Este movimiento se produce apenas seis días después de la controvertida operación militar estadounidense que culminó con la captura del entonces presidente Nicolás Maduro y su esposa, Cilia Flores, y con la asunción de Delcy Rodríguez como presidenta encargada de Venezuela.
Según DW, una delegación de funcionarios del Departamento de Estado ya se encuentra en Caracas para realizar evaluaciones técnicas, mientras otra venezolana viajará a Washington.
Un primer paso concreto: las delegaciones técnicas llegan a cada capital
El anuncio conjunto no se limitó a las palabras. Como primer gesto tangible, un pequeño equipo de diplomáticos y agentes de seguridad estadounidenses, encabezado por el embajador interino John McNamara, aterrizó en Caracas el viernes.

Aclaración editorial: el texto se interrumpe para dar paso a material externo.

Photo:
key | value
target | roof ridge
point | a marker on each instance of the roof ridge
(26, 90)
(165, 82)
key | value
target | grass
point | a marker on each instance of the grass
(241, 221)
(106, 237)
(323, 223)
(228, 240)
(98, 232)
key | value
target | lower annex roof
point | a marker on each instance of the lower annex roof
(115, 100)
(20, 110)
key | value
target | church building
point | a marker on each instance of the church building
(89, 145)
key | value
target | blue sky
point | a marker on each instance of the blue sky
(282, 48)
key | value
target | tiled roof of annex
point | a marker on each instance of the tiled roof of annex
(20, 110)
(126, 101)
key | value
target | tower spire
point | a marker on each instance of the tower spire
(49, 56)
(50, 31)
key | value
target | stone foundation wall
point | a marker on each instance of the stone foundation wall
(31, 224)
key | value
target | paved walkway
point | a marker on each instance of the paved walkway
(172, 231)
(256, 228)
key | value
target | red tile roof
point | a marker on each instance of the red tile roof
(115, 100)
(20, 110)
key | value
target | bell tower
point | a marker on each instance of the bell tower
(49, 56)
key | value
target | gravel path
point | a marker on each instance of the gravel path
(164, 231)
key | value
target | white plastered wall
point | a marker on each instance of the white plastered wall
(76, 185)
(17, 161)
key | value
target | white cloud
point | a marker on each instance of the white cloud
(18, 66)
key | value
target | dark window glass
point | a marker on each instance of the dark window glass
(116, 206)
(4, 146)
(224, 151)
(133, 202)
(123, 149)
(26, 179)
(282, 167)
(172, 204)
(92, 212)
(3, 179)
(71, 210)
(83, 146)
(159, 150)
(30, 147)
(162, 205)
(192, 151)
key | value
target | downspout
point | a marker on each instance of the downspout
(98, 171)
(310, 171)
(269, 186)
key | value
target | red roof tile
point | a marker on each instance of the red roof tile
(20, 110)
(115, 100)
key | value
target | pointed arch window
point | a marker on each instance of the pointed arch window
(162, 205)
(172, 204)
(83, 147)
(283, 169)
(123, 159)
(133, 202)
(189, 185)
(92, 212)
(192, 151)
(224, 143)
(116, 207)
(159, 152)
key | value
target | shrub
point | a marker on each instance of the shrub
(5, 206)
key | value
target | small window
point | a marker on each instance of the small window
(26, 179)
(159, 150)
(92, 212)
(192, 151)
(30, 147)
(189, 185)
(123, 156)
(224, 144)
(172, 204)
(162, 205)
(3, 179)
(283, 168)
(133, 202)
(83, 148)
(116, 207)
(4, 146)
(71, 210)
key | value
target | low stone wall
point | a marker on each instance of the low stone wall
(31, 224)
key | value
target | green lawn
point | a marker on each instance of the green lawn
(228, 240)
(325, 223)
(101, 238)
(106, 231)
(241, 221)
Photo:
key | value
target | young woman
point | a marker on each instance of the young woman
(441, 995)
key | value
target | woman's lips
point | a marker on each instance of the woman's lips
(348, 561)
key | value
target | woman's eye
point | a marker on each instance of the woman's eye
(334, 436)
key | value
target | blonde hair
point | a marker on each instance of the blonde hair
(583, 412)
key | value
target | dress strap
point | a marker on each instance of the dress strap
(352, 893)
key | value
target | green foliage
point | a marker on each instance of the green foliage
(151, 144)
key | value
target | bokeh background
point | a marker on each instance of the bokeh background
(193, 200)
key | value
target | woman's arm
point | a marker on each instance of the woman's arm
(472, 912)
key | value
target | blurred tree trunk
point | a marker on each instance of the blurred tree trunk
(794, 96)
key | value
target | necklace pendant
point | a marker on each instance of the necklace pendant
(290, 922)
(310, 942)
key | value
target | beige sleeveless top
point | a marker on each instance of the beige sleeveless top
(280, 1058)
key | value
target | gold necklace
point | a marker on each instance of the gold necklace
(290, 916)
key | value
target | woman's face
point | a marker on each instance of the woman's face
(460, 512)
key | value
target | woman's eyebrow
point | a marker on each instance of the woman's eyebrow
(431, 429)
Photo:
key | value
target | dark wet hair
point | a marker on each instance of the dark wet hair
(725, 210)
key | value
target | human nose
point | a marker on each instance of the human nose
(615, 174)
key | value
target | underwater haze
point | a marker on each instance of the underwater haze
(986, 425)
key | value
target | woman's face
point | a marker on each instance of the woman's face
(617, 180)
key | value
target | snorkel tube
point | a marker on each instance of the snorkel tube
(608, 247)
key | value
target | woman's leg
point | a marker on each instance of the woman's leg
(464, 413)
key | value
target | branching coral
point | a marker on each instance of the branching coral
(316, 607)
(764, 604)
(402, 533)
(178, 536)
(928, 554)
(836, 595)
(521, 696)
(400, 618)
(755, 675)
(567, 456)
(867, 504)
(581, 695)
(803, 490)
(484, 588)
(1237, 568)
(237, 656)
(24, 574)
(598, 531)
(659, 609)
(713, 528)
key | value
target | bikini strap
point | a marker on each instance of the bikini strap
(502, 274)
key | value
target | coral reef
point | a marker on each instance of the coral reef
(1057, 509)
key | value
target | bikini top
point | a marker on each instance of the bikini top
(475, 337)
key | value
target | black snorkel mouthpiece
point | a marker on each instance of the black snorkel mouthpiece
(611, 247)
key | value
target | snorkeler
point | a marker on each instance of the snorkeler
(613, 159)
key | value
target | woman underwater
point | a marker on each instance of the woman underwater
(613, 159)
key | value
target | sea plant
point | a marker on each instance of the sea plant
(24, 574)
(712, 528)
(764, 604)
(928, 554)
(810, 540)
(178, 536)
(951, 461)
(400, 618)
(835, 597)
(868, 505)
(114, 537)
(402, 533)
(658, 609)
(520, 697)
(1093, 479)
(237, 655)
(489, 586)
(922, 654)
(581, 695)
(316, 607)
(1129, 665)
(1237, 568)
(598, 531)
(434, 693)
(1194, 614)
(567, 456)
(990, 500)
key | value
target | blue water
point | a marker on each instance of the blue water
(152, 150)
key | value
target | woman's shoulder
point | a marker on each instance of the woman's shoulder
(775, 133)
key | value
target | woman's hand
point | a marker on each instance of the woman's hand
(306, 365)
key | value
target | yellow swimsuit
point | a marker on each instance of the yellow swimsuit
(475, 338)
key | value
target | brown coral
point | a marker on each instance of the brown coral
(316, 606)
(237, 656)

Su misión, según el Departamento de Estado, es realizar «una evaluación inicial para una posible reanudación gradual de las operaciones» de la embajada, cerrada hace casi siete años. En reciprocidad, el gobierno venezolano confirmó que enviará su propia delegación a Estados Unidos para cumplir «labores correspondientes», aunque sin precisar una fecha. Este intercambio de equipos técnicos es la base logística para un eventual restablecimiento formal de misiones.
Un contexto complejo: de la ruptura en 2019 a la captura de Maduro
El camino hacia esta mesa de diálogo está plagado de eventos críticos. Las relaciones se quebraron en febrero de 2019 cuando el presidente Maduro, en respuesta al reconocimiento por parte de Donald Trump del opositor Juan Guaidó como líder interino, declaró rotos los vínculos y ordenó el cierre de las embajadas.
Desde entonces, Estados Unidos manejó los asuntos venezolanos desde una oficina en su embajada en Bogotá. El punto de inflexión más reciente y dramático fue la operación militar del pasado sábado 3 de enero, que resultó en la detención de Maduro y su traslado a Nueva York, donde fue acusado de narcoterrorismo. El gobierno de Rodríguez, si bien denuncia esta acción como una «agresión criminal», ha optado por enfrentarla «por la vía diplomática».
Los objetivos y los obstáculos en el horizonte
El restablecimiento de embajadas serviría a múltiples propósitos. Para Washington, una presencia física en Caracas es clave para influir en la transición política, proteger intereses ciudadanos y, como ha mencionado Trump, facilitar el regreso de empresas petroleras estadounidenses al país con las mayores reservas de crudo del mundo. Para Caracas, supone una vía para gestionar las consecuencias de la captura de Maduro y abordar una «agenda de trabajo de interés mutuo». Sin embargo, el proceso es delicado y gradual.
Funcionarios estadounidenses han aclarado que aún no se ha tomado ninguna decisión final sobre la reapertura, la cual dependerá de evaluaciones de seguridad y del estado del edificio de la embajada. Además, cualquier delegación venezolana que viaje a EE.UU. probablemente necesitará exenciones especiales de las sanciones financieras vigentes.
El anuncio de este «proceso exploratorio» entre Estados Unidos y Venezuela dibuja un escenario de cauteloso optimismo tras una semana de convulsión histórica. Mientras los equipos técnicos evalúan la factibilidad logística y de seguridad, el verdadero desafío será transformar este primer contacto en un diálogo político sostenible que pueda navegar un pasado de profunda desconfianza y un presente cargado de complejidades legales y humanitarias. El mundo observa si este será el comienzo de una nueva etapa o simplemente un respiro temporal en una de las relaciones más fracturadas del hemisferio.